Kommentierter Rundblick durch die Feuilletondebatten. Wochentags um 9 Uhr, sonnabends um 10 Uhr.
27.01.2021. In Moskau hat das Internet die Medien besiegt, das Staatsfernsehen kommt gegen Alexei Nawalnys Film "Putins Palast" nicht an, berichtet die FAZ. Und Viktor Jerofejew sieht Putin und Nawalny in der FAZ  "in einem tödlichen Kampf". Heute ist Auschwitz-Gedenktag, aber "die deutsche Erinnerungskultur ist ein seltsames Wesen", schreibt Henryk Broder in der Welt.

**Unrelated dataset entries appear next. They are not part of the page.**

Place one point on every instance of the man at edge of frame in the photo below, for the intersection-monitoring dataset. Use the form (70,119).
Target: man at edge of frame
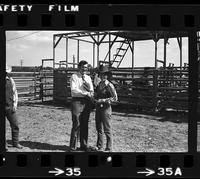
(11,107)
(82,92)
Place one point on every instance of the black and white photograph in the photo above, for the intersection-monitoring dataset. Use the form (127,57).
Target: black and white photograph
(97,91)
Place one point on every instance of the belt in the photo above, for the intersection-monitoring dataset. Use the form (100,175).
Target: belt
(78,98)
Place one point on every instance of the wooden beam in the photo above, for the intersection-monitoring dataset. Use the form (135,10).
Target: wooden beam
(58,41)
(66,51)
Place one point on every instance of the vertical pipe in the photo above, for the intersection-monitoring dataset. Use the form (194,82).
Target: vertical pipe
(165,53)
(132,59)
(78,43)
(66,51)
(109,49)
(180,45)
(93,55)
(156,46)
(98,50)
(73,61)
(53,52)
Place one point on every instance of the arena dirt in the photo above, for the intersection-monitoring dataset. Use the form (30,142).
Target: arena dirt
(46,127)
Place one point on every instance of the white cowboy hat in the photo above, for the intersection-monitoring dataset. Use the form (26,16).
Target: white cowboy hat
(8,69)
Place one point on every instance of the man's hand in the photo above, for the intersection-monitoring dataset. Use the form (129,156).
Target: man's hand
(14,108)
(101,101)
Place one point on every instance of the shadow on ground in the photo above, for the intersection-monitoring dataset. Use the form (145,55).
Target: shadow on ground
(124,111)
(41,146)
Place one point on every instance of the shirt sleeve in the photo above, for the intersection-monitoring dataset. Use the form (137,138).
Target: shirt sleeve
(15,94)
(91,84)
(74,87)
(113,93)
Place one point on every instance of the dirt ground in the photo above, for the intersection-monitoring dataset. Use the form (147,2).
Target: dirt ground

Springer-Chef Mathias Döpfner fordert in einem offenen Brief an Ursula von der Leyen die Entmachtung von Google, Facebook und Co. Die Schriftstellerin Nele Pollatschek grübelt in der SZ über das Für und Wider des generischen Maskulinums.
Efeu - Die Kulturrundschau vom 27.01.2021 finden Sie hier

Europa

In Moskau hat das Internet die Medien besiegt, das Staatsfernsehen kommt gegen Alexej Nawalnys Film "Putins Palast" nicht an, berichtet FAZ-Korrepondent Friedrich Schmidt. Und die russischen und belarussischen Protestbewegungen bestärken sich: "Nawalny und Maria Kolesnikowa eint, dass sie die Heimat um den Preis von Haft oder Schlimmerem dem Exil vorzogen: Nawalny kehrte trotz Drohungen aus Deutschland nach Russland zurück, Kolesnikowa lehnte eine Rückkehr nach Deutschland, wo sie lange arbeitete, ab, zerriss, als der Geheimdienst sie in die Ukraine schaffen wollte, ihren Pass. Am Samstag sah man in Moskau die weiß-rot-weiße belarussische Protestflagge, hörte den Protestslogan 'Es lebe Belarus' und das aus Minsk bekannte Hupen von Autofahrern in Solidarität mit den Demonstranten." Ein Schwerpunkt des Stuttgarter Festivals für neue Musik "Eclats" ist übrigens Kolesnikowa gewidmet, die dort vor ihrer Rückkehr als Social-Media-Expertin gearbeitet hatte - mehr hier.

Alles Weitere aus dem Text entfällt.